Selain kemenangan Marquez, Dall’Igna juga mencatat konsistensi Alex Marquez yang terus meraih podium. Ia juga memuji penampilan apik para pembalap Ducati lainnya. Berbeda dengan Francesco Bagnaia yang mengalami kecelakaan, meskipun catatan waktu putarannya menunjukkan performa yang baik.
Bagnaia mengakui kesulitannya untuk mencapai performa maksimal seperti di sesi latihan bebas dan kualifikasi. “Tes MotoGP Misano pada hari Senin penting untuk mencoba beberapa solusi alternatif, tetapi satu hari tidak cukup untuk menyelesaikan situasi yang rumit,” jelas Dall’Igna. Ia tetap optimis dan menyampaikan terima kasih kepada para penggemar yang luar biasa.

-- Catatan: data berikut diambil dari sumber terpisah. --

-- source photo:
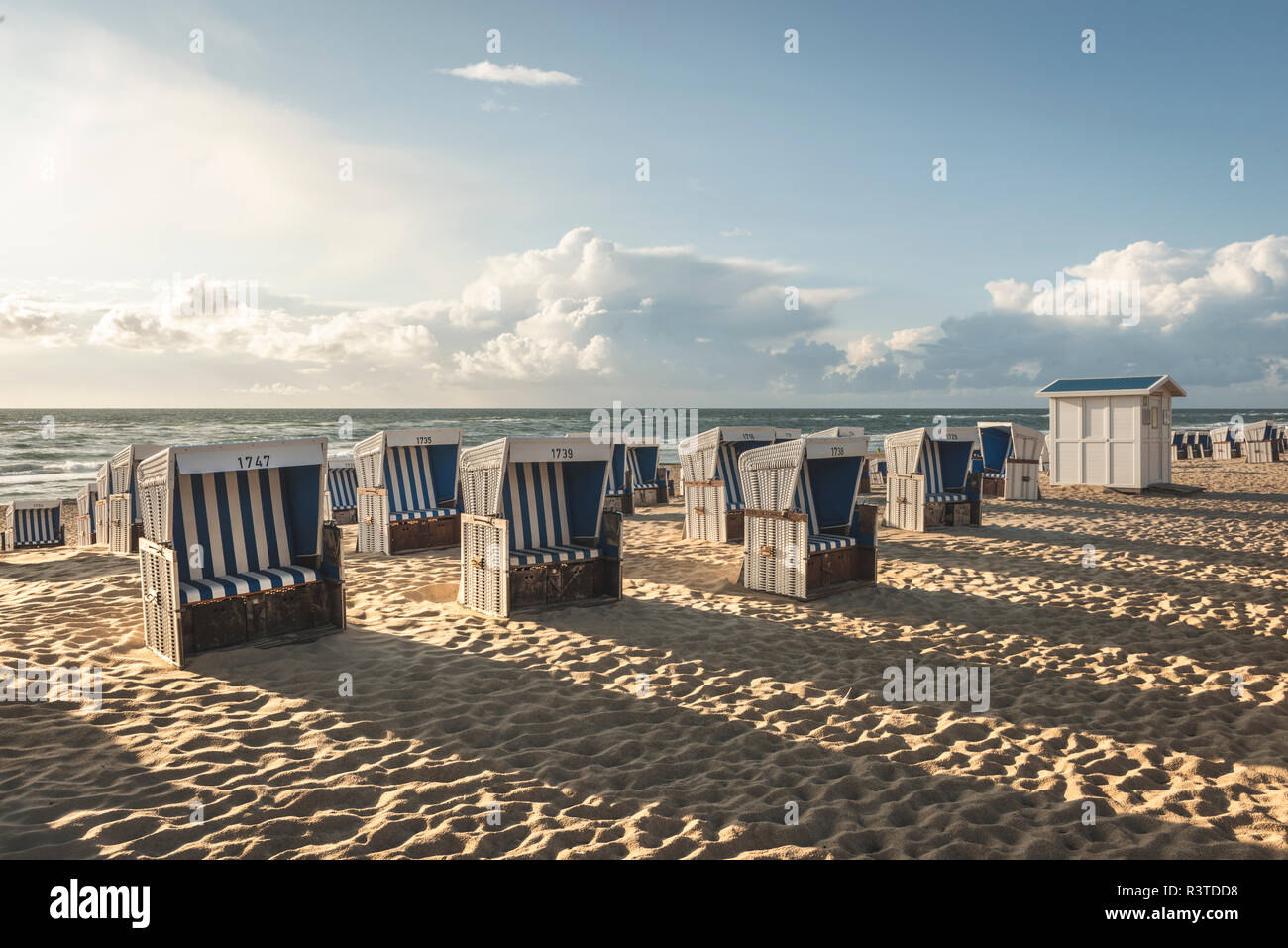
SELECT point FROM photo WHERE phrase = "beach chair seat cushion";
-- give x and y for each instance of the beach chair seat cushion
(420, 514)
(204, 590)
(562, 553)
(825, 541)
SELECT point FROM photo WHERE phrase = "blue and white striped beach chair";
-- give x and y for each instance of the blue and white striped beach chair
(804, 533)
(712, 494)
(407, 489)
(235, 546)
(342, 491)
(33, 523)
(533, 530)
(1008, 459)
(930, 480)
(125, 519)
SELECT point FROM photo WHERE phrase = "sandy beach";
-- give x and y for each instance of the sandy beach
(688, 719)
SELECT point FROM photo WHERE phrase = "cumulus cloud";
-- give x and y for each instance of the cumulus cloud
(513, 75)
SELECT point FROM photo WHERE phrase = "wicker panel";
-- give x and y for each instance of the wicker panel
(906, 501)
(101, 520)
(774, 554)
(369, 462)
(481, 472)
(704, 511)
(373, 520)
(160, 578)
(484, 566)
(120, 528)
(1021, 479)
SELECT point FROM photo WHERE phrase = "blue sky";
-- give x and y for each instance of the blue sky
(818, 161)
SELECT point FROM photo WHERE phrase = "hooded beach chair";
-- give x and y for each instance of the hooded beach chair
(125, 519)
(930, 480)
(1258, 442)
(407, 489)
(804, 533)
(235, 549)
(103, 481)
(850, 432)
(1009, 460)
(86, 498)
(712, 496)
(533, 530)
(648, 478)
(342, 491)
(1225, 443)
(31, 523)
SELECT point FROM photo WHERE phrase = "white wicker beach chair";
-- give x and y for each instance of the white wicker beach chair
(1009, 460)
(407, 489)
(342, 491)
(86, 498)
(804, 533)
(1258, 442)
(712, 496)
(31, 523)
(851, 432)
(930, 480)
(235, 548)
(125, 519)
(1225, 443)
(535, 531)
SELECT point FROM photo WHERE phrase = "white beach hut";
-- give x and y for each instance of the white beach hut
(1112, 432)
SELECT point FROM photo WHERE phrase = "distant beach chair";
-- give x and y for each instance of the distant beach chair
(712, 496)
(930, 481)
(805, 536)
(407, 489)
(125, 519)
(1009, 460)
(342, 491)
(86, 498)
(850, 432)
(1258, 442)
(533, 528)
(1225, 445)
(648, 479)
(235, 549)
(103, 483)
(33, 523)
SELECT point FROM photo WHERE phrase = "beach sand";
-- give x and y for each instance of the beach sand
(688, 719)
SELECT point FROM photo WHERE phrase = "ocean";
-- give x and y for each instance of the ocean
(48, 455)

Bagnaia sendiri finis di posisi keenam dan berhasil mengungguli Marc Marquez di sesi sore, dengan catatan waktu gabungan kedelapan. “Saya cukup senang karena kami bisa lebih fokus pada paket tahun ini. Menentukan arah yang tepat tidak mudah, karena kita harus mencari performa di tempat lain,” ujar Bagnaia. Ia menambahkan, “Dengan waktu yang tersedia, kami mencoba berbagai solusi, termasuk mengubah keseimbangan bobot, dan hasilnya cukup memuaskan.”
Ringkasan
Ducati meraih kesuksesan di MotoGP San Marino 2025 meskipun tidak mendominasi podium sepenuhnya. Kemenangan diraih oleh Marc Marquez, yang disebut Luigi Dall’Igna sebagai “Raja tak terbantahkan” di tahun 2025. Keberhasilan ini juga didukung oleh lima pembalap Ducati yang finis di enam besar, serta konsistensi Alex Marquez di podium. Dall’Igna memuji persaingan ketat dan sportivitas tinggi antara Marquez dan Luca Marini.

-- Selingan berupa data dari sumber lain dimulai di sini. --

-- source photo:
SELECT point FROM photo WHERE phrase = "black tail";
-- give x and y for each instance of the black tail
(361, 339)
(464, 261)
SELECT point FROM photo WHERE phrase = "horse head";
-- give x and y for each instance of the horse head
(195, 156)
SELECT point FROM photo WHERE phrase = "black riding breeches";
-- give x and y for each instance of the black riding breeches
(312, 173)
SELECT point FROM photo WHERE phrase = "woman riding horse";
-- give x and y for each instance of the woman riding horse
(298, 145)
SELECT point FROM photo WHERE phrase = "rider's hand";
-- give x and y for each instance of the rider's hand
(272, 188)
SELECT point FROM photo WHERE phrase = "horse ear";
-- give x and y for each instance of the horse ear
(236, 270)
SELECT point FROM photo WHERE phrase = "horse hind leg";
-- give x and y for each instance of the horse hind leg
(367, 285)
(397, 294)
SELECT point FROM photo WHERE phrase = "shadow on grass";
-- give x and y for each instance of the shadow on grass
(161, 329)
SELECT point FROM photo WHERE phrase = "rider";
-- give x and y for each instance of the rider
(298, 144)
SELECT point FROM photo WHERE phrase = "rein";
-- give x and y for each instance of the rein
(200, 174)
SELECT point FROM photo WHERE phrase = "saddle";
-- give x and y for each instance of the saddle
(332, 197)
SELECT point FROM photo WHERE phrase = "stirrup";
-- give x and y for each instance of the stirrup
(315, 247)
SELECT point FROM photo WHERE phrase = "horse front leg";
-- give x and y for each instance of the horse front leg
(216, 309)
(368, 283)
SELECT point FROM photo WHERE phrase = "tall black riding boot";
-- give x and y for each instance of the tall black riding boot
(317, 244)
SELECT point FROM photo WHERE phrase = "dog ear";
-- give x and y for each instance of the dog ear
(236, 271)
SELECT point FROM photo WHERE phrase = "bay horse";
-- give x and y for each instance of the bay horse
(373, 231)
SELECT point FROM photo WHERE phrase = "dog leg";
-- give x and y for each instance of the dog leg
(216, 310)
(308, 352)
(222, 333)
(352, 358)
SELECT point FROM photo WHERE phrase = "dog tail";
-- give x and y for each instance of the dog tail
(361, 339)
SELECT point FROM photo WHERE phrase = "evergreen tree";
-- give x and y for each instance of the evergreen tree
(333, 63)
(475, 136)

Francesco Bagnaia, meski finis keenam dan menunjukkan waktu putaran yang baik, mengalami kecelakaan. Dall’Igna menekankan bahwa tes di Misano hanya satu hari, tidak cukup untuk menyelesaikan masalah kompleks yang dihadapi Bagnaia. Bagnaia sendiri menyatakan kepuasan atas fokus pada paket tahun ini dan upaya mencari performa di area lain dengan mencoba berbagai solusi, termasuk perubahan keseimbangan bobot.